Targeting the mitochondrial permeability transition pore for drug discovery: Challenges and opportunities

Several drug targets have been amenable to drug discovery pursuit not until the characterization of the mitochondrial permeability transition pore (MPTP), a pore with an undefined molecular identity that forms on the inner mitochondrial membrane upon mitochondrial permeability transition (MPT) under the influence of calcium overload and oxidative stress. The opening of the pore which is presumed to cause cell death in certain human diseases also has implications under physiological parlance. Different models for this pore have been postulated following its first identification in the last six decades.
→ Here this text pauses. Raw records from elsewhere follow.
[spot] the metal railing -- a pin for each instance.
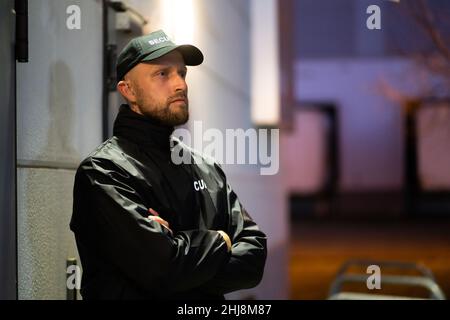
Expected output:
(425, 280)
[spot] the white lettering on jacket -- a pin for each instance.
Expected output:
(199, 185)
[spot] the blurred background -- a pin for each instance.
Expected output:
(359, 90)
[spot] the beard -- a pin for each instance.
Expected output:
(164, 113)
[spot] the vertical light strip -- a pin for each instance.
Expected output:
(179, 20)
(265, 84)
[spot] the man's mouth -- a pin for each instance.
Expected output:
(180, 99)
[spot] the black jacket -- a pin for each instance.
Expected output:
(125, 255)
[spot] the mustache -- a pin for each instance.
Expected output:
(178, 96)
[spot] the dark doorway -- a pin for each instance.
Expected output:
(316, 201)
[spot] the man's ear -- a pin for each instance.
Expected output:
(124, 88)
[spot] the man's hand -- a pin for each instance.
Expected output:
(155, 217)
(226, 238)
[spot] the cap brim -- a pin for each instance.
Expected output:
(192, 56)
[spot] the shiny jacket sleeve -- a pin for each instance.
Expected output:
(115, 215)
(249, 251)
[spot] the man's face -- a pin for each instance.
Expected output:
(160, 90)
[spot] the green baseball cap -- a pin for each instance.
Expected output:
(153, 46)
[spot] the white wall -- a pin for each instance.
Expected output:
(370, 125)
(58, 124)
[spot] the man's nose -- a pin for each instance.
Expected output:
(180, 83)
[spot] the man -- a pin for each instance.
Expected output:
(144, 226)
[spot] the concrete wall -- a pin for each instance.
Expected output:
(370, 125)
(8, 263)
(58, 124)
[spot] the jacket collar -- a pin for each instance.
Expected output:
(141, 130)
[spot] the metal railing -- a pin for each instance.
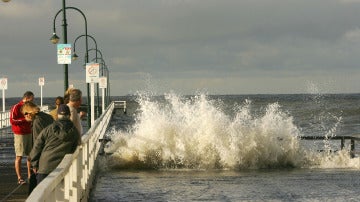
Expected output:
(72, 179)
(342, 139)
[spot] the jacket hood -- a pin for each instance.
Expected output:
(64, 130)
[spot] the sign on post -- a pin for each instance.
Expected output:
(92, 77)
(102, 82)
(3, 84)
(92, 72)
(103, 85)
(64, 53)
(41, 84)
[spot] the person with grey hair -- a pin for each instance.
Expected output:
(54, 142)
(75, 100)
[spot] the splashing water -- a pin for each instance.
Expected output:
(195, 133)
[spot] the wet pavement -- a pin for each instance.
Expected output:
(9, 189)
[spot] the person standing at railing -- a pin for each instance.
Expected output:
(54, 142)
(75, 100)
(22, 135)
(38, 119)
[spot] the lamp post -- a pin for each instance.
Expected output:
(75, 56)
(54, 39)
(104, 67)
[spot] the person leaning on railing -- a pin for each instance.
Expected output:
(54, 142)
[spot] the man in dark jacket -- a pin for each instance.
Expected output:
(53, 143)
(22, 135)
(39, 120)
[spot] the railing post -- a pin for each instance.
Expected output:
(352, 150)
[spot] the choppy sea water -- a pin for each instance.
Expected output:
(231, 148)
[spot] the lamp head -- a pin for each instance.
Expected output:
(54, 39)
(74, 56)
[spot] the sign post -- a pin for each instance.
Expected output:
(103, 85)
(92, 77)
(64, 53)
(41, 84)
(3, 84)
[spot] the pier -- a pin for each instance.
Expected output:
(73, 179)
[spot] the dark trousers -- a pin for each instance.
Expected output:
(40, 177)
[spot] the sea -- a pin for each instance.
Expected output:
(230, 148)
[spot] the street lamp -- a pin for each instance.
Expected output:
(53, 39)
(104, 67)
(75, 56)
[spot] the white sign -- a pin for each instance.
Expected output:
(64, 53)
(3, 83)
(92, 72)
(41, 81)
(102, 82)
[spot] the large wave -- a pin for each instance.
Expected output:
(196, 133)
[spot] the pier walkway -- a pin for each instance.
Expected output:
(72, 180)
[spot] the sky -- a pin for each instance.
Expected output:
(187, 46)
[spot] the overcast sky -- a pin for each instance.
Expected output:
(187, 46)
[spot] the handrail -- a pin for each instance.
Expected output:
(352, 139)
(5, 119)
(72, 179)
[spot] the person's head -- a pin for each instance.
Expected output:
(28, 96)
(59, 100)
(63, 112)
(29, 109)
(75, 98)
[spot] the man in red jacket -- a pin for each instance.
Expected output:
(22, 135)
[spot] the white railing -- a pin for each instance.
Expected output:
(120, 104)
(5, 119)
(72, 179)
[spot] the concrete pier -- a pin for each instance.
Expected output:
(9, 189)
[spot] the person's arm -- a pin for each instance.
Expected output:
(37, 150)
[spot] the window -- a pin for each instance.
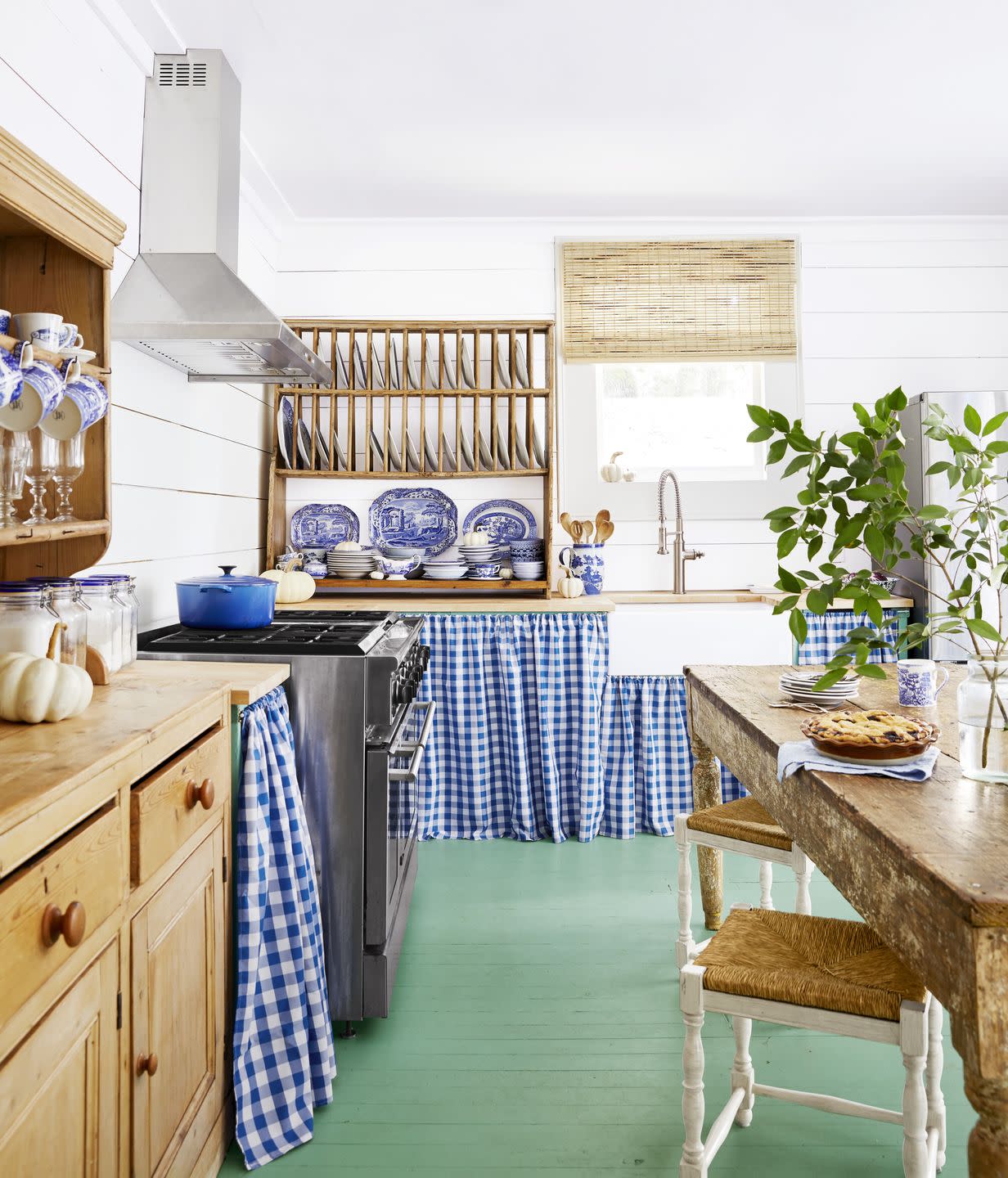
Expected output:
(689, 416)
The mitochondrial community has witnessed many protein candidates such as; voltage-dependent anion channel (VDAC), adenine nucleotide translocase (ANT), Mitochondrial phosphate carrier (PiC), Spastic Paralegin (SPG7), disordered proteins, and F1Fo ATPase. However, genetic studies have cast out most of these candidates with only F1Fo ATPase currently under intense argument. Cyclophilin D (CyPD) remains the widely accepted positive regulator of the MPTP known to date, but no drug candidate has emerged as its inhibitor, raising concern issues for therapeutics. Thus, in this review, we discuss various models of MPTP reported with the hope of stimulating further research in this field. We went beyond the classical description of the MPTP to ascribe a 'two-edged sword property' to the pore for therapeutic function in human disease because its inhibition and activation have pharmacological relevance. We suggested putative proteins upstream to CyPD that can regulate its activity and prevent cell deaths in neurodegenerative disease and ischemia-reperfusion injury.

Automated summary

The mitochondrial permeability transition pore (MPTP) is a pore formed on the inner mitochondrial membrane under calcium overload and oxidative stress, which can cause cell death and has physiological significance. Various models of MPTP have been proposed, with F1Fo ATPase being the most debated candidate protein. Cyclophilin D (CyPD) is widely accepted as the positive regulator of MPTP, but no drug candidate as its inhibitor has emerged.